ExtensionUsually meansBut could be
.pemPEM (base64)Always PEM
.crtPEM certificateDER on Windows
.cerPEM certificateDER on Windows
.keyPEM private keyDER (rare)
.pfxPKCS#12 bundleAlways PFX
.p12PKCS#12 bundleAlways PFX (same as .pfx)
.derDER (binary)Always DER
.jksJava KeyStoreAlways JKS

Rule of thumb: Open the file in a text editor. If you see -----BEGIN CERTIFICATE-----, it’s PEM regardless of the extension. If you see binary garbage, it’s DER or PFX.

Frequently asked questions

What’s the difference between .crt, .cer, and .pem?

They can all be PEM format. The extension is a naming convention, not a format indicator. .crt and .cer are commonly used for certificate files, .pem for any PEM-encoded file. On Windows, .cer files are sometimes DER-encoded — open in a text editor to check.

Why does GetHTTPS give me 4 files?

Maximum compatibility. GetHTTPS provides: privkey.pem (private key), cert.pem (your certificate only), chain.pem (intermediate CA certificate), fullchain.pem (cert + chain combined). Nginx needs fullchain.pem; Apache needs separate cert.pem + chain.pem; IIS needs PFX (convert from PEM).

How do I create a PFX for Windows/IIS?

Use the OpenSSL PEM → PFX command above. You’ll need privkey.pem, cert.pem, and chain.pem from GetHTTPS. The resulting .pfx can be imported into IIS, Azure App Service, or macOS Keychain.

Can I convert from one format to another without the private key?
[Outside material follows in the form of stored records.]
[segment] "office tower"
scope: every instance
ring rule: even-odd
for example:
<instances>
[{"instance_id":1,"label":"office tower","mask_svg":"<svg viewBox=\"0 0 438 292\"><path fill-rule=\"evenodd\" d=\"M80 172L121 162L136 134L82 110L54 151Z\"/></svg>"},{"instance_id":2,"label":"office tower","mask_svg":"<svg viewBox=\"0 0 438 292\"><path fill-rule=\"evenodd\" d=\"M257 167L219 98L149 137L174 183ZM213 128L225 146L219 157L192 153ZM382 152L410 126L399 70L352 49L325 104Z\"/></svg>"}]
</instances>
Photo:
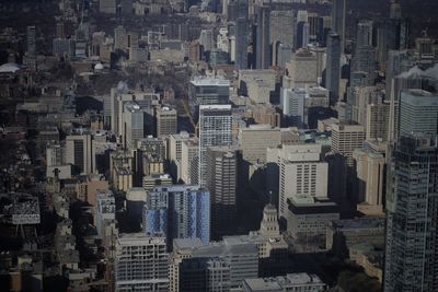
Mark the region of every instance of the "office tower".
<instances>
[{"instance_id":1,"label":"office tower","mask_svg":"<svg viewBox=\"0 0 438 292\"><path fill-rule=\"evenodd\" d=\"M347 160L347 165L353 166L353 151L364 145L364 126L348 122L334 122L331 127L332 151L344 155Z\"/></svg>"},{"instance_id":2,"label":"office tower","mask_svg":"<svg viewBox=\"0 0 438 292\"><path fill-rule=\"evenodd\" d=\"M266 149L281 143L280 129L270 125L250 125L239 129L242 159L251 164L266 162Z\"/></svg>"},{"instance_id":3,"label":"office tower","mask_svg":"<svg viewBox=\"0 0 438 292\"><path fill-rule=\"evenodd\" d=\"M284 46L295 47L296 16L293 11L272 11L269 26L269 43L280 43Z\"/></svg>"},{"instance_id":4,"label":"office tower","mask_svg":"<svg viewBox=\"0 0 438 292\"><path fill-rule=\"evenodd\" d=\"M235 70L247 69L247 20L239 17L235 21Z\"/></svg>"},{"instance_id":5,"label":"office tower","mask_svg":"<svg viewBox=\"0 0 438 292\"><path fill-rule=\"evenodd\" d=\"M230 289L241 288L243 279L255 278L258 273L258 249L254 243L235 241L210 243L195 247L192 258L223 260L230 268ZM180 275L180 283L182 281L185 281L185 279Z\"/></svg>"},{"instance_id":6,"label":"office tower","mask_svg":"<svg viewBox=\"0 0 438 292\"><path fill-rule=\"evenodd\" d=\"M143 208L147 234L165 234L174 238L210 241L210 192L197 186L157 186Z\"/></svg>"},{"instance_id":7,"label":"office tower","mask_svg":"<svg viewBox=\"0 0 438 292\"><path fill-rule=\"evenodd\" d=\"M99 236L103 237L107 225L116 219L116 201L111 190L96 190L94 225Z\"/></svg>"},{"instance_id":8,"label":"office tower","mask_svg":"<svg viewBox=\"0 0 438 292\"><path fill-rule=\"evenodd\" d=\"M46 147L46 164L49 166L62 165L62 148L58 143L48 143Z\"/></svg>"},{"instance_id":9,"label":"office tower","mask_svg":"<svg viewBox=\"0 0 438 292\"><path fill-rule=\"evenodd\" d=\"M255 67L257 69L267 69L270 66L269 14L269 7L258 7L255 48Z\"/></svg>"},{"instance_id":10,"label":"office tower","mask_svg":"<svg viewBox=\"0 0 438 292\"><path fill-rule=\"evenodd\" d=\"M230 266L222 258L187 258L180 265L180 292L230 291Z\"/></svg>"},{"instance_id":11,"label":"office tower","mask_svg":"<svg viewBox=\"0 0 438 292\"><path fill-rule=\"evenodd\" d=\"M388 140L391 105L388 101L378 101L367 105L367 140Z\"/></svg>"},{"instance_id":12,"label":"office tower","mask_svg":"<svg viewBox=\"0 0 438 292\"><path fill-rule=\"evenodd\" d=\"M256 278L243 280L243 292L262 291L326 291L326 284L314 273L288 273L272 278Z\"/></svg>"},{"instance_id":13,"label":"office tower","mask_svg":"<svg viewBox=\"0 0 438 292\"><path fill-rule=\"evenodd\" d=\"M423 90L403 91L399 103L399 136L438 133L438 95Z\"/></svg>"},{"instance_id":14,"label":"office tower","mask_svg":"<svg viewBox=\"0 0 438 292\"><path fill-rule=\"evenodd\" d=\"M345 2L346 0L333 0L332 5L332 33L339 36L339 51L345 48Z\"/></svg>"},{"instance_id":15,"label":"office tower","mask_svg":"<svg viewBox=\"0 0 438 292\"><path fill-rule=\"evenodd\" d=\"M116 0L100 0L99 11L102 13L115 14L117 12Z\"/></svg>"},{"instance_id":16,"label":"office tower","mask_svg":"<svg viewBox=\"0 0 438 292\"><path fill-rule=\"evenodd\" d=\"M283 89L283 115L288 126L303 128L306 95L304 89Z\"/></svg>"},{"instance_id":17,"label":"office tower","mask_svg":"<svg viewBox=\"0 0 438 292\"><path fill-rule=\"evenodd\" d=\"M188 97L196 105L228 104L230 82L223 79L195 79L188 85Z\"/></svg>"},{"instance_id":18,"label":"office tower","mask_svg":"<svg viewBox=\"0 0 438 292\"><path fill-rule=\"evenodd\" d=\"M211 200L211 237L219 240L235 232L238 156L228 147L207 150L207 185Z\"/></svg>"},{"instance_id":19,"label":"office tower","mask_svg":"<svg viewBox=\"0 0 438 292\"><path fill-rule=\"evenodd\" d=\"M168 260L164 237L119 234L114 266L116 291L168 291Z\"/></svg>"},{"instance_id":20,"label":"office tower","mask_svg":"<svg viewBox=\"0 0 438 292\"><path fill-rule=\"evenodd\" d=\"M199 185L207 184L207 149L231 145L231 105L199 106Z\"/></svg>"},{"instance_id":21,"label":"office tower","mask_svg":"<svg viewBox=\"0 0 438 292\"><path fill-rule=\"evenodd\" d=\"M30 57L36 56L36 27L27 26L26 30L26 54Z\"/></svg>"},{"instance_id":22,"label":"office tower","mask_svg":"<svg viewBox=\"0 0 438 292\"><path fill-rule=\"evenodd\" d=\"M168 106L155 108L157 119L157 137L176 133L177 130L177 113L175 108Z\"/></svg>"},{"instance_id":23,"label":"office tower","mask_svg":"<svg viewBox=\"0 0 438 292\"><path fill-rule=\"evenodd\" d=\"M372 46L371 21L360 21L357 24L356 46L351 70L366 72L367 85L373 85L376 79L376 49Z\"/></svg>"},{"instance_id":24,"label":"office tower","mask_svg":"<svg viewBox=\"0 0 438 292\"><path fill-rule=\"evenodd\" d=\"M181 147L181 179L187 185L199 184L199 140L194 138Z\"/></svg>"},{"instance_id":25,"label":"office tower","mask_svg":"<svg viewBox=\"0 0 438 292\"><path fill-rule=\"evenodd\" d=\"M384 291L436 291L438 148L435 136L402 136L387 192ZM390 176L391 177L391 176Z\"/></svg>"},{"instance_id":26,"label":"office tower","mask_svg":"<svg viewBox=\"0 0 438 292\"><path fill-rule=\"evenodd\" d=\"M145 112L135 102L124 103L122 141L126 149L137 148L145 137Z\"/></svg>"},{"instance_id":27,"label":"office tower","mask_svg":"<svg viewBox=\"0 0 438 292\"><path fill-rule=\"evenodd\" d=\"M299 49L286 62L286 74L283 78L283 87L307 87L318 85L316 55L309 49Z\"/></svg>"},{"instance_id":28,"label":"office tower","mask_svg":"<svg viewBox=\"0 0 438 292\"><path fill-rule=\"evenodd\" d=\"M337 0L345 1L345 0ZM334 106L339 100L341 81L341 37L331 33L327 36L327 62L325 68L325 87L330 91L330 105Z\"/></svg>"},{"instance_id":29,"label":"office tower","mask_svg":"<svg viewBox=\"0 0 438 292\"><path fill-rule=\"evenodd\" d=\"M215 47L211 30L200 31L199 45L204 47L204 51L210 51Z\"/></svg>"},{"instance_id":30,"label":"office tower","mask_svg":"<svg viewBox=\"0 0 438 292\"><path fill-rule=\"evenodd\" d=\"M90 133L67 136L65 162L77 167L79 173L91 174L94 170L91 143Z\"/></svg>"},{"instance_id":31,"label":"office tower","mask_svg":"<svg viewBox=\"0 0 438 292\"><path fill-rule=\"evenodd\" d=\"M286 218L287 200L295 195L327 197L328 165L319 144L284 144L267 149L266 185L278 194L279 215ZM293 179L292 179L293 177Z\"/></svg>"}]
</instances>

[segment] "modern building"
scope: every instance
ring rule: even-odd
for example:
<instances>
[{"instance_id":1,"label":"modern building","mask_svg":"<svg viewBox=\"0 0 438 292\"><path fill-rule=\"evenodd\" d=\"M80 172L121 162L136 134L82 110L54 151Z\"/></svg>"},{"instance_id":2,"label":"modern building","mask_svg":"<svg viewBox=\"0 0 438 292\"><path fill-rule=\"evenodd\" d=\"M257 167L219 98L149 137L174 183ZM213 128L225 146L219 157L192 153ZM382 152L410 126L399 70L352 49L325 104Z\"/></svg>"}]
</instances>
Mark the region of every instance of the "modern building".
<instances>
[{"instance_id":1,"label":"modern building","mask_svg":"<svg viewBox=\"0 0 438 292\"><path fill-rule=\"evenodd\" d=\"M290 61L286 62L286 74L283 78L283 87L306 89L308 86L316 86L316 85L318 85L316 54L312 52L308 48L298 49L292 54Z\"/></svg>"},{"instance_id":2,"label":"modern building","mask_svg":"<svg viewBox=\"0 0 438 292\"><path fill-rule=\"evenodd\" d=\"M164 237L119 234L114 265L116 291L169 290L169 255Z\"/></svg>"},{"instance_id":3,"label":"modern building","mask_svg":"<svg viewBox=\"0 0 438 292\"><path fill-rule=\"evenodd\" d=\"M287 200L287 231L299 240L322 236L325 243L328 223L339 220L339 208L327 198L297 195Z\"/></svg>"},{"instance_id":4,"label":"modern building","mask_svg":"<svg viewBox=\"0 0 438 292\"><path fill-rule=\"evenodd\" d=\"M157 186L143 208L147 234L164 234L173 238L210 241L210 192L198 186Z\"/></svg>"},{"instance_id":5,"label":"modern building","mask_svg":"<svg viewBox=\"0 0 438 292\"><path fill-rule=\"evenodd\" d=\"M267 69L270 67L270 8L260 5L257 12L257 31L255 48L255 68Z\"/></svg>"},{"instance_id":6,"label":"modern building","mask_svg":"<svg viewBox=\"0 0 438 292\"><path fill-rule=\"evenodd\" d=\"M231 145L231 105L199 106L199 185L207 184L207 149Z\"/></svg>"},{"instance_id":7,"label":"modern building","mask_svg":"<svg viewBox=\"0 0 438 292\"><path fill-rule=\"evenodd\" d=\"M239 129L242 159L251 164L265 163L267 148L275 148L280 143L280 129L270 125L250 125Z\"/></svg>"},{"instance_id":8,"label":"modern building","mask_svg":"<svg viewBox=\"0 0 438 292\"><path fill-rule=\"evenodd\" d=\"M426 125L427 128L427 125ZM438 148L435 136L401 136L387 191L384 291L437 289Z\"/></svg>"},{"instance_id":9,"label":"modern building","mask_svg":"<svg viewBox=\"0 0 438 292\"><path fill-rule=\"evenodd\" d=\"M188 85L188 97L196 105L228 104L230 82L223 79L195 79Z\"/></svg>"},{"instance_id":10,"label":"modern building","mask_svg":"<svg viewBox=\"0 0 438 292\"><path fill-rule=\"evenodd\" d=\"M157 137L161 138L177 132L176 109L168 106L155 108Z\"/></svg>"},{"instance_id":11,"label":"modern building","mask_svg":"<svg viewBox=\"0 0 438 292\"><path fill-rule=\"evenodd\" d=\"M399 135L438 133L438 95L408 90L400 96Z\"/></svg>"},{"instance_id":12,"label":"modern building","mask_svg":"<svg viewBox=\"0 0 438 292\"><path fill-rule=\"evenodd\" d=\"M333 0L331 31L339 35L341 51L345 48L346 0Z\"/></svg>"},{"instance_id":13,"label":"modern building","mask_svg":"<svg viewBox=\"0 0 438 292\"><path fill-rule=\"evenodd\" d=\"M79 173L93 173L95 160L92 153L92 136L90 133L67 136L65 155L65 162L77 167Z\"/></svg>"},{"instance_id":14,"label":"modern building","mask_svg":"<svg viewBox=\"0 0 438 292\"><path fill-rule=\"evenodd\" d=\"M283 115L288 126L304 127L306 95L304 89L283 89Z\"/></svg>"},{"instance_id":15,"label":"modern building","mask_svg":"<svg viewBox=\"0 0 438 292\"><path fill-rule=\"evenodd\" d=\"M243 292L323 292L327 285L313 273L288 273L273 278L243 280Z\"/></svg>"},{"instance_id":16,"label":"modern building","mask_svg":"<svg viewBox=\"0 0 438 292\"><path fill-rule=\"evenodd\" d=\"M211 237L235 232L238 153L229 147L207 149L207 189L210 191Z\"/></svg>"},{"instance_id":17,"label":"modern building","mask_svg":"<svg viewBox=\"0 0 438 292\"><path fill-rule=\"evenodd\" d=\"M328 164L321 155L320 144L290 144L267 150L267 185L278 194L280 217L286 217L287 200L292 196L327 197Z\"/></svg>"},{"instance_id":18,"label":"modern building","mask_svg":"<svg viewBox=\"0 0 438 292\"><path fill-rule=\"evenodd\" d=\"M347 165L353 165L353 152L361 148L365 141L365 129L361 125L334 122L332 129L332 151L343 154Z\"/></svg>"},{"instance_id":19,"label":"modern building","mask_svg":"<svg viewBox=\"0 0 438 292\"><path fill-rule=\"evenodd\" d=\"M345 0L336 0L342 2ZM334 106L339 100L339 83L341 83L341 55L342 39L336 33L331 33L327 36L327 61L325 68L325 87L330 91L330 105Z\"/></svg>"}]
</instances>

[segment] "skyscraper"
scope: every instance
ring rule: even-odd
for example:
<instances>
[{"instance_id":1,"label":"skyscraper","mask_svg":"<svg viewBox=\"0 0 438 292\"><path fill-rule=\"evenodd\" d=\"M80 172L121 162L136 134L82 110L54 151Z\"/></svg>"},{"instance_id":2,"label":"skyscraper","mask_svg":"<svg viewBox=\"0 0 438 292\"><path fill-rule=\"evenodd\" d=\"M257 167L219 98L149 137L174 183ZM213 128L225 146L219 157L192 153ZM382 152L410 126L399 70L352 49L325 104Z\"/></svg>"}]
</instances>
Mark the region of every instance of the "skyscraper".
<instances>
[{"instance_id":1,"label":"skyscraper","mask_svg":"<svg viewBox=\"0 0 438 292\"><path fill-rule=\"evenodd\" d=\"M210 241L210 194L197 186L157 186L148 195L143 208L147 234L165 234L174 238Z\"/></svg>"},{"instance_id":2,"label":"skyscraper","mask_svg":"<svg viewBox=\"0 0 438 292\"><path fill-rule=\"evenodd\" d=\"M343 52L345 48L345 0L333 0L331 30L339 35L339 47Z\"/></svg>"},{"instance_id":3,"label":"skyscraper","mask_svg":"<svg viewBox=\"0 0 438 292\"><path fill-rule=\"evenodd\" d=\"M399 103L399 136L415 132L438 133L438 95L423 90L408 90Z\"/></svg>"},{"instance_id":4,"label":"skyscraper","mask_svg":"<svg viewBox=\"0 0 438 292\"><path fill-rule=\"evenodd\" d=\"M336 105L339 98L341 81L341 37L331 33L327 36L327 65L325 69L325 87L330 91L330 105Z\"/></svg>"},{"instance_id":5,"label":"skyscraper","mask_svg":"<svg viewBox=\"0 0 438 292\"><path fill-rule=\"evenodd\" d=\"M199 106L199 185L207 184L207 149L230 145L232 112L231 105Z\"/></svg>"},{"instance_id":6,"label":"skyscraper","mask_svg":"<svg viewBox=\"0 0 438 292\"><path fill-rule=\"evenodd\" d=\"M387 192L384 291L438 288L438 147L423 133L399 138ZM391 177L391 176L389 176Z\"/></svg>"},{"instance_id":7,"label":"skyscraper","mask_svg":"<svg viewBox=\"0 0 438 292\"><path fill-rule=\"evenodd\" d=\"M238 156L228 147L207 150L207 188L211 199L211 235L219 240L233 233L237 219Z\"/></svg>"},{"instance_id":8,"label":"skyscraper","mask_svg":"<svg viewBox=\"0 0 438 292\"><path fill-rule=\"evenodd\" d=\"M257 35L255 49L255 67L257 69L267 69L270 66L269 17L269 7L261 5L257 13Z\"/></svg>"},{"instance_id":9,"label":"skyscraper","mask_svg":"<svg viewBox=\"0 0 438 292\"><path fill-rule=\"evenodd\" d=\"M114 267L116 291L168 291L168 260L164 237L143 233L120 234Z\"/></svg>"}]
</instances>

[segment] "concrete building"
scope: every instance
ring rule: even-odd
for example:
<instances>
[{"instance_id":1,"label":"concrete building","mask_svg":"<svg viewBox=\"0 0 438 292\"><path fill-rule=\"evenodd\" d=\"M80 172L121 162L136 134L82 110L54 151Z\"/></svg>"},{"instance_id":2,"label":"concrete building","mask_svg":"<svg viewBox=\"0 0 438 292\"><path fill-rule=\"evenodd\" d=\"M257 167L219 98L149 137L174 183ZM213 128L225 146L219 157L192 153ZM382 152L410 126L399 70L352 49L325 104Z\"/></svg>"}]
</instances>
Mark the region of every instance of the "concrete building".
<instances>
[{"instance_id":1,"label":"concrete building","mask_svg":"<svg viewBox=\"0 0 438 292\"><path fill-rule=\"evenodd\" d=\"M234 233L237 220L238 154L229 147L207 150L207 184L211 202L211 236L217 240Z\"/></svg>"},{"instance_id":2,"label":"concrete building","mask_svg":"<svg viewBox=\"0 0 438 292\"><path fill-rule=\"evenodd\" d=\"M199 140L197 138L183 142L181 147L181 176L187 185L199 184Z\"/></svg>"},{"instance_id":3,"label":"concrete building","mask_svg":"<svg viewBox=\"0 0 438 292\"><path fill-rule=\"evenodd\" d=\"M176 109L168 106L155 108L157 137L161 138L177 131Z\"/></svg>"},{"instance_id":4,"label":"concrete building","mask_svg":"<svg viewBox=\"0 0 438 292\"><path fill-rule=\"evenodd\" d=\"M436 136L414 133L401 136L395 144L385 206L384 291L438 287L436 141Z\"/></svg>"},{"instance_id":5,"label":"concrete building","mask_svg":"<svg viewBox=\"0 0 438 292\"><path fill-rule=\"evenodd\" d=\"M65 155L65 162L76 166L79 173L93 173L95 160L92 153L92 136L90 133L67 136Z\"/></svg>"},{"instance_id":6,"label":"concrete building","mask_svg":"<svg viewBox=\"0 0 438 292\"><path fill-rule=\"evenodd\" d=\"M343 154L347 165L353 166L353 152L361 148L365 141L365 129L361 125L334 122L332 129L332 151Z\"/></svg>"},{"instance_id":7,"label":"concrete building","mask_svg":"<svg viewBox=\"0 0 438 292\"><path fill-rule=\"evenodd\" d=\"M199 106L199 185L207 184L207 149L231 145L231 105Z\"/></svg>"},{"instance_id":8,"label":"concrete building","mask_svg":"<svg viewBox=\"0 0 438 292\"><path fill-rule=\"evenodd\" d=\"M297 50L295 54L292 54L290 61L286 62L286 74L283 78L283 87L306 89L307 86L316 86L316 55L310 51L308 48Z\"/></svg>"},{"instance_id":9,"label":"concrete building","mask_svg":"<svg viewBox=\"0 0 438 292\"><path fill-rule=\"evenodd\" d=\"M399 133L438 133L438 95L422 90L402 92Z\"/></svg>"},{"instance_id":10,"label":"concrete building","mask_svg":"<svg viewBox=\"0 0 438 292\"><path fill-rule=\"evenodd\" d=\"M326 198L298 195L287 200L287 231L295 238L304 241L322 236L325 242L326 226L339 219L337 205Z\"/></svg>"},{"instance_id":11,"label":"concrete building","mask_svg":"<svg viewBox=\"0 0 438 292\"><path fill-rule=\"evenodd\" d=\"M270 125L250 125L239 129L242 159L251 164L265 163L267 148L275 148L280 143L280 129Z\"/></svg>"},{"instance_id":12,"label":"concrete building","mask_svg":"<svg viewBox=\"0 0 438 292\"><path fill-rule=\"evenodd\" d=\"M275 278L256 278L243 280L243 292L323 292L326 284L316 276L306 272L288 273Z\"/></svg>"},{"instance_id":13,"label":"concrete building","mask_svg":"<svg viewBox=\"0 0 438 292\"><path fill-rule=\"evenodd\" d=\"M382 214L387 179L384 153L372 149L356 149L353 159L357 174L355 197L359 202L358 209L367 214Z\"/></svg>"},{"instance_id":14,"label":"concrete building","mask_svg":"<svg viewBox=\"0 0 438 292\"><path fill-rule=\"evenodd\" d=\"M196 105L228 104L230 82L222 79L195 79L188 85L188 97Z\"/></svg>"},{"instance_id":15,"label":"concrete building","mask_svg":"<svg viewBox=\"0 0 438 292\"><path fill-rule=\"evenodd\" d=\"M357 244L384 245L384 218L364 217L335 220L327 225L325 248L341 258L348 256L348 249Z\"/></svg>"},{"instance_id":16,"label":"concrete building","mask_svg":"<svg viewBox=\"0 0 438 292\"><path fill-rule=\"evenodd\" d=\"M119 234L114 265L116 291L168 291L168 260L164 237Z\"/></svg>"},{"instance_id":17,"label":"concrete building","mask_svg":"<svg viewBox=\"0 0 438 292\"><path fill-rule=\"evenodd\" d=\"M304 127L306 95L304 89L283 89L283 115L288 126Z\"/></svg>"},{"instance_id":18,"label":"concrete building","mask_svg":"<svg viewBox=\"0 0 438 292\"><path fill-rule=\"evenodd\" d=\"M157 186L143 208L147 234L165 234L173 238L210 241L210 192L197 186Z\"/></svg>"},{"instance_id":19,"label":"concrete building","mask_svg":"<svg viewBox=\"0 0 438 292\"><path fill-rule=\"evenodd\" d=\"M268 188L278 194L279 215L286 217L292 196L327 197L328 164L319 144L290 144L267 150Z\"/></svg>"}]
</instances>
You can convert the certificate between PEM and DER without the private key. But creating a PFX requires the private key (it bundles cert + key together). If you’ve lost your private key, you need to generate a new certificate.

What format does Let’s Encrypt use?

Let’s Encrypt (via any ACME client including GetHTTPS) outputs PEM format. If you need a different format for your server, convert using the OpenSSL commands above.